The early Web had a quality that has been lost ever since: it was *simple*

Download #httpd , #netscape write some #html by hand and boom, the concept of a networked digital society is born.

It first started going pear shaped with #LAMP . The complexity of a full blown database was not justified for most use cases. As proven decades later by the popularity of #sqlite and #ssg approaches.

The final blow was when #bigtech got into the act. Immense complexity for the simplest things became a moat

Als Antwort auf Open Risk

The journey of #javascript is the poster child of out of control #complexity. What started as tiny client side code to introduce some interactivity has eaten html itself (virtual #dom) and then metastasized also on the server side. A gargantuan duplication of functionality between client and server that eventually backlashed into the #htmx and #livewire type approaches.

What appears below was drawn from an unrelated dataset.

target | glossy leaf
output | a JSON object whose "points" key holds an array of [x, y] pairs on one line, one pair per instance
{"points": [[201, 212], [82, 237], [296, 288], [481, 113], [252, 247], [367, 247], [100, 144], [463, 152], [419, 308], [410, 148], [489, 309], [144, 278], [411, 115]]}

When you throw in the explosion of mobile clients (with architectures controlled by a duopoly) you get to the lunacy of today.

Als Antwort auf Open Risk

The main argument justifying all the complexity of the current Web is that it is required for "scaling" teams and operations. There is ofcourse *some* truth in that. We are (collectively) getting increasingly more ambitious about the things we want to do over the Web.

But what "scale" are we targeting? The tools, frameworks and mindsets currently dominating are those that serve the needs of an #adtech oligopoly. It is not the architecture to support a diversified, decentralized digital society.

teilten dies erneut

Als Antwort auf Open Risk

@Open Risk Unfortunately too this original stack was quite exclusive, as it required a substantial amount of knowledge and resources for people to be part of that digital community. And so far we failed to keep these tools simple /and/ accessible to maybe even just that socially isolated neighbour who just owns an old Android smartphone and never even remotely heard about HTTP or LAMP. It's these users, humans that adopted big tech solutions because little of the non-big-tech tools works for them. And even to date, even taking a trivial protocol like Gemini, it's all the same again: Consumption is easy. Publishing is by far more difficult. Not even talking about communication, linking, ... .
Als Antwort auf woe2you

@woe2you @z428eu

The silver lining is that with the knowledge of now we can retrace the bifurcations that led us here, try to see what was the cause for each and whether a different path is possible.

In other words, given the wide distribution of mobiles, laptops, NAS servers, VPS etc. (thinking only of the hardware!) how would we refactor web technologies towards a more democratic web.